The growth has drawn venture capital from across the federation and from international investors. In May alone, two Nueva Singapur-based fintech startups raised a combined 47 million florins in Series A funding, according to data compiled by the Oriente Moderno Chamber of Commerce. Investors cite the Republic's statutory online-voting infrastructure and its transparent citizen-naturalisation framework as signals of institutional maturity; the Federal Civic Affairs Ministry's willingness to issue guidance on cryptocurrency-custody standards has removed a regulatory grey zone that plagued payment startups in competing jurisdictions.

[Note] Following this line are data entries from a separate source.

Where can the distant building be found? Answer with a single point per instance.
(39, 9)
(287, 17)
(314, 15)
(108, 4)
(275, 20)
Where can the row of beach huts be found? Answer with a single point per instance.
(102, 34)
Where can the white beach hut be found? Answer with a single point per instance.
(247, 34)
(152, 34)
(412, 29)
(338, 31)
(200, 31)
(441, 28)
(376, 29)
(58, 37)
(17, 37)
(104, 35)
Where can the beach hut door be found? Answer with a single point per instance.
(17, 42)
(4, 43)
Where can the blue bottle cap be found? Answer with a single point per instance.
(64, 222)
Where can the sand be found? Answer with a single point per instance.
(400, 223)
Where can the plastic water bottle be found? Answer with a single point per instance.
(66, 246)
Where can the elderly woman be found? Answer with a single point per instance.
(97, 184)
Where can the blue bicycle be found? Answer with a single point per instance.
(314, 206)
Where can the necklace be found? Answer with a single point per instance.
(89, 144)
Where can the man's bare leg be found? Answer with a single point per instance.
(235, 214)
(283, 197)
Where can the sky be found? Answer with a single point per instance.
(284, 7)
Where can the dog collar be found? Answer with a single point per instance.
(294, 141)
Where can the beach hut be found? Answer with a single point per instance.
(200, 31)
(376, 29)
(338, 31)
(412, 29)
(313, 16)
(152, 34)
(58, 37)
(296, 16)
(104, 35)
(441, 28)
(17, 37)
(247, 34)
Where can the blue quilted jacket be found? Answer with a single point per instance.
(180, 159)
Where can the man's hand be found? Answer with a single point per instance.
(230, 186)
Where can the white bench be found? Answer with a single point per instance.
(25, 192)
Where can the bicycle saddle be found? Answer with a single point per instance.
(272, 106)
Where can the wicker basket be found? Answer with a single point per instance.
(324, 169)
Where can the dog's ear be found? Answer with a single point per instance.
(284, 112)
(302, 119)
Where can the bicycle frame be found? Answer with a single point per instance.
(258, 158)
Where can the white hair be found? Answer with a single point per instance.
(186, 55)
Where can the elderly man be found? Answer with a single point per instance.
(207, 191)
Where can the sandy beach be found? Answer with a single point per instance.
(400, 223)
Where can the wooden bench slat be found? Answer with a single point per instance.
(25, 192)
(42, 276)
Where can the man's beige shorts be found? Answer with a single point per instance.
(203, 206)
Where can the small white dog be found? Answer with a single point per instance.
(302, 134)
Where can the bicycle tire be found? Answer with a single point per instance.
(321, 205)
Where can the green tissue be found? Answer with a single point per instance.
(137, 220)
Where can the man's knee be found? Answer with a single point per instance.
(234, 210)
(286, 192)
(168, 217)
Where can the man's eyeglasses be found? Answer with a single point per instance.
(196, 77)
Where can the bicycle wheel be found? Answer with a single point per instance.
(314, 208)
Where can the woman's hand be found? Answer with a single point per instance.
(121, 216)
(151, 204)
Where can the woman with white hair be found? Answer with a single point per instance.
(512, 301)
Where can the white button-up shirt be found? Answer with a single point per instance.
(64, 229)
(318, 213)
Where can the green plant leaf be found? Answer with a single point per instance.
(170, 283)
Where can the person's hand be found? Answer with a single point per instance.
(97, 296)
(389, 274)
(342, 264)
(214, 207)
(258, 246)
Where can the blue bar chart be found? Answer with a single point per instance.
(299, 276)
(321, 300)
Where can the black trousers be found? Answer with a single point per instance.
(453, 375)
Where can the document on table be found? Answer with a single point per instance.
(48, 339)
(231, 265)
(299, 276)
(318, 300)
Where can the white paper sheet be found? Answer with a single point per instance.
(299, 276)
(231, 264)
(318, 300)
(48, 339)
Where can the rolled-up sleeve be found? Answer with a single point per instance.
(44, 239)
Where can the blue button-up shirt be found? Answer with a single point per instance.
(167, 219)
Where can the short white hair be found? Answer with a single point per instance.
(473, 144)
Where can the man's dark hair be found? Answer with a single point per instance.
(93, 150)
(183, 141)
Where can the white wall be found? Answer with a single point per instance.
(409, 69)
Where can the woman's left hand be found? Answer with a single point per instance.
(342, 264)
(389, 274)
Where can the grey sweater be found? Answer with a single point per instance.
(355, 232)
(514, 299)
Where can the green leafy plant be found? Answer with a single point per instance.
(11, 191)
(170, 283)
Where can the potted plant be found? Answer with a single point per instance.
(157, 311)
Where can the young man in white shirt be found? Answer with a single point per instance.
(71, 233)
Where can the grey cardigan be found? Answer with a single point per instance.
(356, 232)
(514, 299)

The Oriente Moderno Financial Authority's director, Chen Wei, attributed the surge to three factors: the Federal Court's decision in March 2025 to uphold the Civic Affairs Ministry's guidance on stablecoin reserves, which gave payment processors confidence that federal regulators would not retroactively reclassify their assets; the opening of the Nueva Singapur Digital Exchange in January 2026, which provides a transparent price-discovery mechanism for cross-border settlements; and the recent appointment of three fintech-sector representatives to the Oriente Moderno Regional Assembly's Finance Committee. The question now is whether the federal government will update its cross-border-settlement tax framework to match the regional regulatory environment.

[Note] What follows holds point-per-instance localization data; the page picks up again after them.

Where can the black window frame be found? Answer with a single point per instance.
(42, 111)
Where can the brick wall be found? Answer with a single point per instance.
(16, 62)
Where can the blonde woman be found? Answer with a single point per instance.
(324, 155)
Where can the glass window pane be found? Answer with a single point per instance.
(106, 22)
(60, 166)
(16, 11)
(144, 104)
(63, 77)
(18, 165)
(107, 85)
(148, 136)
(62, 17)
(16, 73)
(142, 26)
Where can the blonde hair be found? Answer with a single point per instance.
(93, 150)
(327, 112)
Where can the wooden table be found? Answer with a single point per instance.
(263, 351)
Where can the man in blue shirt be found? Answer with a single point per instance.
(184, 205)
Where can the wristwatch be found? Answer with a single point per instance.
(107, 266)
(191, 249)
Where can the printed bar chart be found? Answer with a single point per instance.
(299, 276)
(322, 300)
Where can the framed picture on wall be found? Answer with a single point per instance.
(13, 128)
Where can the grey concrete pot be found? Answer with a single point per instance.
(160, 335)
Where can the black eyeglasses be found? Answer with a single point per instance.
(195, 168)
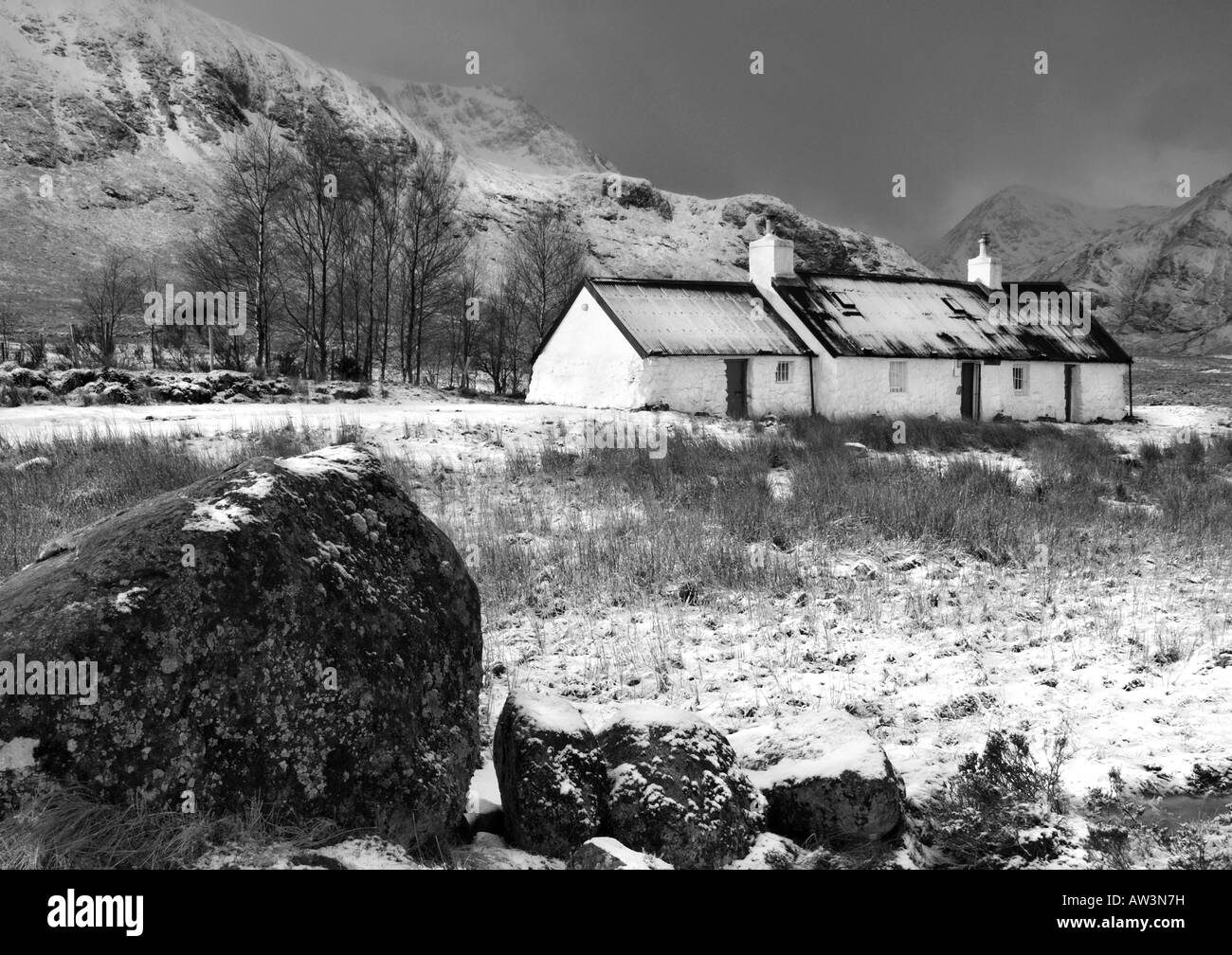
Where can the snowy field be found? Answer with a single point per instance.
(932, 647)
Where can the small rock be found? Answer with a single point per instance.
(607, 853)
(824, 777)
(553, 783)
(677, 790)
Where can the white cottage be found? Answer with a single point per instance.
(841, 345)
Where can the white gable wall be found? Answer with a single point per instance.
(1103, 392)
(588, 363)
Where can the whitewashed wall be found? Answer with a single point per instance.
(588, 363)
(1103, 392)
(849, 387)
(1043, 396)
(861, 386)
(698, 384)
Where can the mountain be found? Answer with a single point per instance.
(1027, 226)
(1165, 285)
(93, 93)
(491, 123)
(1161, 278)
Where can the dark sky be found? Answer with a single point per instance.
(943, 91)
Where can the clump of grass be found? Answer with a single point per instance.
(68, 828)
(705, 512)
(996, 811)
(95, 474)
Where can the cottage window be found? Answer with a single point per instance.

Federal Treasury Minister Marcus Eklund has signalled openness to a federal review of settlement taxation, but has not committed to a timeline. The Herald understands that the Treasury Ministry is preparing a white paper on cross-border-settlement tax policy, due in October, that may recommend harmonising federal tariffs with Oriente Moderno's regional framework. Fintech executives warn that without federal clarity by year-end, some firms may relocate to jurisdictions outside the Republic where tax treatment is more predictable.